Google Glass

Google's Glass system is all over the press at the moment. Google's got so much money to invest in the tech, and experience from Android on tablets and smartphones that it's likely to be a success. It's even not overly geeky-looking as it stands, and Google has got plans for more stylish versions.

Vuzix M100

Vuzix's M100 AR system may hit the market long before Google, although it's a slightly different beast. In use it displays a screen in front of the wearer's eye that looks like a typical smartphone screen held at arm's length--and it runs Android. Whether this means it'll be capable of more interaction than Glass isn't yet known though. It's also going to cost a third of what Google's currently charging.

Vuzix Wrap 1200 AR

Vuzix has long been in the business of both virtual reality and augmented reality headgear. This is their latest system targeted at more professional users--it essentially marries a VR headset with a pair of forward-looking cameras, and is a development of earlier systems that had poorer resolution screens.

Olympus MEG4

Olympus rushed out some details on its MEG4 AR system in mid 2012, not long after Google's splashy Glass PR effort kicked into gear. It's another Bluetooth-connected smartphone partner device, and it's targeted at consumers...but Olympus has shared little about its availability date or its price yet.

Canon Mixed Reality

Olympus's fierce rival in the camera market, Canon, has its own augmented reality effort. And it's a very serious high-end one. Introduced last year, and then highlighted in a new press effort this week, Canon's system is aimed at professional users who could use it for designing cars. It's called "Mixed Reality" because it tracks the user precisely in 3-D and superimposes real-time 3-D computer imagery. That's why it costs a chunky $125,000.

Eurofighter helmet

AR is also something the military take pretty seriously. This monstrous-looking thing is the helmet system for Eurofighter pilots. As well as delivering a very high-tech in-eye data system to help the pilot fly the aircraft, manage its systems, and engage an enemy with weapons, it also tracks head movements so the system knows what relevant info to display and when. It took decades to develop, looks suitably badass...and don't even begin to talk about the price.

Apple patents

And lastly where would we be without Apple in this game? Steve Jobs' old firm has patents a-plenty in all sorts of different fields...and it's got more than a few relating to AR. This one in particular looks a lot like Google's effort... There have been rumors Apple's looking for the natural successor to its smartphone device in systems like this headset. The real deal probably would look much more attractive when worn, though, if Jon Ive had anything to do with it.
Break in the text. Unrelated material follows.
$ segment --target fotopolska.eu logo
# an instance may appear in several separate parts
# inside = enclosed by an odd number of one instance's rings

6 Visions Of Augmented Reality That Aren't Google Glass

Google's goggles lead the charge by a heap of huge tech companies that view the future through augmented lenses.

Google has one hell of a runway to augmented reality in its Google Glass—there's this week's PR blitz and news that Warby Parker could finally help lend some style to Google's goggles. (There are still plenty of challenges to consider.) And it's pushing developers to build augmented reality apps we can't even imagine yet. But Google won't necessarily rule a new augmented reality—we've been imaging visions of this future for too long.
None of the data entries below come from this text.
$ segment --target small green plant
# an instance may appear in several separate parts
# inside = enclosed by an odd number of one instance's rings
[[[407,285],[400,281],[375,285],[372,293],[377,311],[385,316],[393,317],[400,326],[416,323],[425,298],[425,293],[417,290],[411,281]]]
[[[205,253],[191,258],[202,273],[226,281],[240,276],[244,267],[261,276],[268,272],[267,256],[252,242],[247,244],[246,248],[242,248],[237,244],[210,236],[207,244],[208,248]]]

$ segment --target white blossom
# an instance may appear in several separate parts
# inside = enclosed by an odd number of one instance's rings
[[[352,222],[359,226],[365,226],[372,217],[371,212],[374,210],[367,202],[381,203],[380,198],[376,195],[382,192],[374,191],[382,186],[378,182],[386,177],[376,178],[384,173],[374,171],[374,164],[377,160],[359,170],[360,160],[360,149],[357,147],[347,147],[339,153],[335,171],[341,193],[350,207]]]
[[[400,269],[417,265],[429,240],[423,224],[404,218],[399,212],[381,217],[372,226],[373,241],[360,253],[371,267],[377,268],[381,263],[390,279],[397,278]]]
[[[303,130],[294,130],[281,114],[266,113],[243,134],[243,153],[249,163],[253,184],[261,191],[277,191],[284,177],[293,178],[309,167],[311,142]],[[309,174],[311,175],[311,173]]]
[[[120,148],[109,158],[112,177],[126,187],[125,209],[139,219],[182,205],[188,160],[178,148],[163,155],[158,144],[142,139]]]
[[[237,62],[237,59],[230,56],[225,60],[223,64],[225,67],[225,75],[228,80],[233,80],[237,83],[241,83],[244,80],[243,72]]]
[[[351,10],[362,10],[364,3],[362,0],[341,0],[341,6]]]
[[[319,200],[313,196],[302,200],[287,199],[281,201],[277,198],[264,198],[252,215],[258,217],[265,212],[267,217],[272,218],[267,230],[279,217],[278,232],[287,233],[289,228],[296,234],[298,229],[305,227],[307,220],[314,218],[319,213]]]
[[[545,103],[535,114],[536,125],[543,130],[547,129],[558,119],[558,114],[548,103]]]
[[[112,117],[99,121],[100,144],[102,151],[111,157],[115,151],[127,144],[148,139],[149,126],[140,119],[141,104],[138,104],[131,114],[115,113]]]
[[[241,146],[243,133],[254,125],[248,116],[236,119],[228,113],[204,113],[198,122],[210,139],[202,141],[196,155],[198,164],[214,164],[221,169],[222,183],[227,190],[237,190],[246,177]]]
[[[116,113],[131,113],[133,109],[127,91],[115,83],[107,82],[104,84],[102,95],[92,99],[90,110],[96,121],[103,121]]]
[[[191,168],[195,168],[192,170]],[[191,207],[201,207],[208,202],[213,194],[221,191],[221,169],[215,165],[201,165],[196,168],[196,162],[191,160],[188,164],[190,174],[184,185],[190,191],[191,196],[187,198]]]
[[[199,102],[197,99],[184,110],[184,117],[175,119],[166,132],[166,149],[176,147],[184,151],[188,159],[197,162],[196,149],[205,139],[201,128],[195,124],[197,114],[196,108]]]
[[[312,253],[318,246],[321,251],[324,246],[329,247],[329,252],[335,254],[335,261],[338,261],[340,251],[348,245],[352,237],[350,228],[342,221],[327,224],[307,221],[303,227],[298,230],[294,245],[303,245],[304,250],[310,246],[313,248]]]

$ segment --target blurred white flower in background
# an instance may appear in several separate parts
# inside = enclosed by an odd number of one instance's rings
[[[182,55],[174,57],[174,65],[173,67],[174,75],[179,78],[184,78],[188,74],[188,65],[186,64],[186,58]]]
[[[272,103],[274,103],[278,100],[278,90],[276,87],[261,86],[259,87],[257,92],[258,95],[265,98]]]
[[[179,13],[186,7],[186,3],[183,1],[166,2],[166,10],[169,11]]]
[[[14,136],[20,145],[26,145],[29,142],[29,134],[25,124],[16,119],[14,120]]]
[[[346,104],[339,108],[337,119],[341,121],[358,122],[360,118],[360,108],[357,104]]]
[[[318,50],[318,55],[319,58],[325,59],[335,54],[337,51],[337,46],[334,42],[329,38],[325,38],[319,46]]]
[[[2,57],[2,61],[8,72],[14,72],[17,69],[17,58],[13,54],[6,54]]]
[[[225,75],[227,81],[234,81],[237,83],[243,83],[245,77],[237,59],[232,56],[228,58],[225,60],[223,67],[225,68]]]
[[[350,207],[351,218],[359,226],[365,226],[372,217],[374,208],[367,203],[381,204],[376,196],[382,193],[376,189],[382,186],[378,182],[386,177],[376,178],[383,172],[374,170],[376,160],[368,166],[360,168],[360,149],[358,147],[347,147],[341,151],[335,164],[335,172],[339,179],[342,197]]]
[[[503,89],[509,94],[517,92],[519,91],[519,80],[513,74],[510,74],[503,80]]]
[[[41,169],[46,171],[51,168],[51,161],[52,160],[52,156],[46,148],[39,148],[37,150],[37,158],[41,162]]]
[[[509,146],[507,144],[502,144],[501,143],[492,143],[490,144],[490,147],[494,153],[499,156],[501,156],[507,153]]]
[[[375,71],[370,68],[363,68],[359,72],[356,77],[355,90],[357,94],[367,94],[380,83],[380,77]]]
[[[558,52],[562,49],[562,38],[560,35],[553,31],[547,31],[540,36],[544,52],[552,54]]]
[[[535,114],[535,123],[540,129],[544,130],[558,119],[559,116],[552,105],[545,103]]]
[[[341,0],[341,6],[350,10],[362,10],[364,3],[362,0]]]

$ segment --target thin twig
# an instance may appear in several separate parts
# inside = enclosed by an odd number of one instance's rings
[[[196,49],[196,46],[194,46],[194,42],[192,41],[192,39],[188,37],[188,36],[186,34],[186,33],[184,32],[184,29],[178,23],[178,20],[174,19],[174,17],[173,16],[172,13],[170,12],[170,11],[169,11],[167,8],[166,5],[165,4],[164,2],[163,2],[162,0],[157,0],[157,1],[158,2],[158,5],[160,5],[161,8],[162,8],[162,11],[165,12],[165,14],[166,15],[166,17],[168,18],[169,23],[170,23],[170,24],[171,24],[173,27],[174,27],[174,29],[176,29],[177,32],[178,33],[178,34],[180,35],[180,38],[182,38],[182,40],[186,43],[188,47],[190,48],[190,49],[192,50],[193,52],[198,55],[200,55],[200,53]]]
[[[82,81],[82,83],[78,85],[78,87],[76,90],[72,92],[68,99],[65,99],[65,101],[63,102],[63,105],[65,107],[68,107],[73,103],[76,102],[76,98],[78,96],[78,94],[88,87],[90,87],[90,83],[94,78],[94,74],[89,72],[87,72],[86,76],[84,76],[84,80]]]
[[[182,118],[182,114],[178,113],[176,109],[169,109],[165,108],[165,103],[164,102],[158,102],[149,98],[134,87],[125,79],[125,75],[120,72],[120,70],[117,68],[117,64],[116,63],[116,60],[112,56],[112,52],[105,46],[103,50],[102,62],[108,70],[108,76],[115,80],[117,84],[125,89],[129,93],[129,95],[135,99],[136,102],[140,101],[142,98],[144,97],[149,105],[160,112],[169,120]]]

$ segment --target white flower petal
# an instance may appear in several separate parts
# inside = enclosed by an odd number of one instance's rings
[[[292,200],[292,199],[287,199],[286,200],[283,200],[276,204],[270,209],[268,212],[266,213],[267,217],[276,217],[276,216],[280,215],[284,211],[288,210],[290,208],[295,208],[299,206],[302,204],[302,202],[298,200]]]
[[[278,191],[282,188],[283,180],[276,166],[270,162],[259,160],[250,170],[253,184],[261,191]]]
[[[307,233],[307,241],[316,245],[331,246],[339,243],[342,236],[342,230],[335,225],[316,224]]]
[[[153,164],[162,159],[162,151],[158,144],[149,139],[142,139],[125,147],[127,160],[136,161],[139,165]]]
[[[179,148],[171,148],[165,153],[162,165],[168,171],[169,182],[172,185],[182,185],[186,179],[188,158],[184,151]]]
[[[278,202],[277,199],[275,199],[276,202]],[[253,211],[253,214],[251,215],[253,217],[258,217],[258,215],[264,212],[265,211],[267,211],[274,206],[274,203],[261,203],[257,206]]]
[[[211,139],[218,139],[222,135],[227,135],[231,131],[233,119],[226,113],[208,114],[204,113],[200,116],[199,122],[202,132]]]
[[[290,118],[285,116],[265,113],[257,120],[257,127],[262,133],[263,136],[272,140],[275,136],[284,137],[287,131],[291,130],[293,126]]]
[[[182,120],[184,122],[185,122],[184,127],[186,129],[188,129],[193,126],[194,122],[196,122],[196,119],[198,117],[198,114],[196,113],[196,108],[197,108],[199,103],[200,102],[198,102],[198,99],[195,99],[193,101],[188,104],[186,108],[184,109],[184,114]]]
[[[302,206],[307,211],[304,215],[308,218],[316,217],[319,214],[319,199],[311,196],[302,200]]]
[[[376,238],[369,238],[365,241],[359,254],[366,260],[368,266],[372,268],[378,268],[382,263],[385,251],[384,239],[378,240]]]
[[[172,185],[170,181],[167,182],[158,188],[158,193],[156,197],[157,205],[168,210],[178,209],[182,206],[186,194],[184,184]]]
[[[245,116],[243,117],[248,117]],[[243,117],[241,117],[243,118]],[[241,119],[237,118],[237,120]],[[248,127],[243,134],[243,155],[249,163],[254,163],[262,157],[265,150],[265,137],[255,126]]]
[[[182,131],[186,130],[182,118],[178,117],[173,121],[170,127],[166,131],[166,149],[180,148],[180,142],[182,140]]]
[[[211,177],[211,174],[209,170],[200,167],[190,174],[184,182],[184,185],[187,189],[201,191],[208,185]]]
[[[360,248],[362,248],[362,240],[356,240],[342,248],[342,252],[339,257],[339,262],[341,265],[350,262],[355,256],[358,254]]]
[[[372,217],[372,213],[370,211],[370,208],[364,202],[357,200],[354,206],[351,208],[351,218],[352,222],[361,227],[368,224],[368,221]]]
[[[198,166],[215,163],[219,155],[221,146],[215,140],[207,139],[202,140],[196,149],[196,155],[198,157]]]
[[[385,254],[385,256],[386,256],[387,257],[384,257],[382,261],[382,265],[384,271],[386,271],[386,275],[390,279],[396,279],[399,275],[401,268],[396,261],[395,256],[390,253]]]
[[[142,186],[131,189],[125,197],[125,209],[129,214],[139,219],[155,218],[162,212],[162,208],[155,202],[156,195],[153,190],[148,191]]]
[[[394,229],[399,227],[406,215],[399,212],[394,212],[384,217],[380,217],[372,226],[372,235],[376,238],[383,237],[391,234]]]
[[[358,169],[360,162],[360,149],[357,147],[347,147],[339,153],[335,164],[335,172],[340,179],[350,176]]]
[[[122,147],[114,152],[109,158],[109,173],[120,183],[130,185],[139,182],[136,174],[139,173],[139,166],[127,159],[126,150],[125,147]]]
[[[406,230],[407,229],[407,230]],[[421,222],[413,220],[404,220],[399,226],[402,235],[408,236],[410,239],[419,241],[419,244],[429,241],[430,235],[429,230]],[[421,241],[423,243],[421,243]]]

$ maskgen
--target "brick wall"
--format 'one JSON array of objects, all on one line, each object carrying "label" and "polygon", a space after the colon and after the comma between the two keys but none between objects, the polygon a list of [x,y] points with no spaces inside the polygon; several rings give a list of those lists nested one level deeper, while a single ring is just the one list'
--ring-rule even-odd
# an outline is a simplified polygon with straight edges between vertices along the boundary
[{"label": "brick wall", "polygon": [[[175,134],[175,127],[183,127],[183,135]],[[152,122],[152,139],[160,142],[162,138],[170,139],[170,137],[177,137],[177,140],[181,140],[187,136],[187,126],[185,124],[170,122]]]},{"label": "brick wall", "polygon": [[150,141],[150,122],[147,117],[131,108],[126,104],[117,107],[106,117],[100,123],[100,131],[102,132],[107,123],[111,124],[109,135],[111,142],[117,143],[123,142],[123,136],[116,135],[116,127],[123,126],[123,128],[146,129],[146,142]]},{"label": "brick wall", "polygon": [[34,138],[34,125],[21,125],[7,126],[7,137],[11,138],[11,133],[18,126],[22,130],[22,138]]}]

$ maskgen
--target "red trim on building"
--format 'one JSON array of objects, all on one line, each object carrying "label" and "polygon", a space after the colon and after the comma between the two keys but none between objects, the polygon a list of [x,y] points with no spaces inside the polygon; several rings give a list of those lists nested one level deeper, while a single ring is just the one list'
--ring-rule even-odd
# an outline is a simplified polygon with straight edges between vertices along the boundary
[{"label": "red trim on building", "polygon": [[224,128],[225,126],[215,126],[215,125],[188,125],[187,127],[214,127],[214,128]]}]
I can still vividly remember a trip down to London's Trocadero center to play on some Virtual Reality arcade games about 20 years ago. Virtual reality was a fad in the 1990s, though it was severely limited by the era's tech. Augmented reality is kind of the redheaded stepsister of these systems. It requires more modern tech power, and is probably more useful than an immersive "alternate" world like virtual reality promised. It's about adding layers, not supplanting the real world.

AR goggles like Glass let you Google info about jellyfish, while you're looking at some in an aquarium, or they let you seamlessly video-call someone to share the view you've got of some special event. The idea that Google could get its brand in front of your eyes while collecting data on your every move is where the innovation lies.

Thanks to advances in optics, sensors, battery systems, and mobile computing that have come from the smartphone and tablet world, AR is poised to be accessible to many users. It's a tech with fantastic potential, and if you look at trends like the boom in wearable technology, Apple's "invisible" interface Siri, and even the push to get data off a smartphone and onto a smartwatch, it's almost a natural progression of mobile tech.

That's why companies like Vuzix have long been making AR goggles, why the military is interested in the system, and why Apple and Sony have patented their AR ideas. Plus, inevitably, there's a payback for these firms: With today's networked tech the kind of valuable data that Google and its ilk could extract from an AR headset may be incredibly saleable.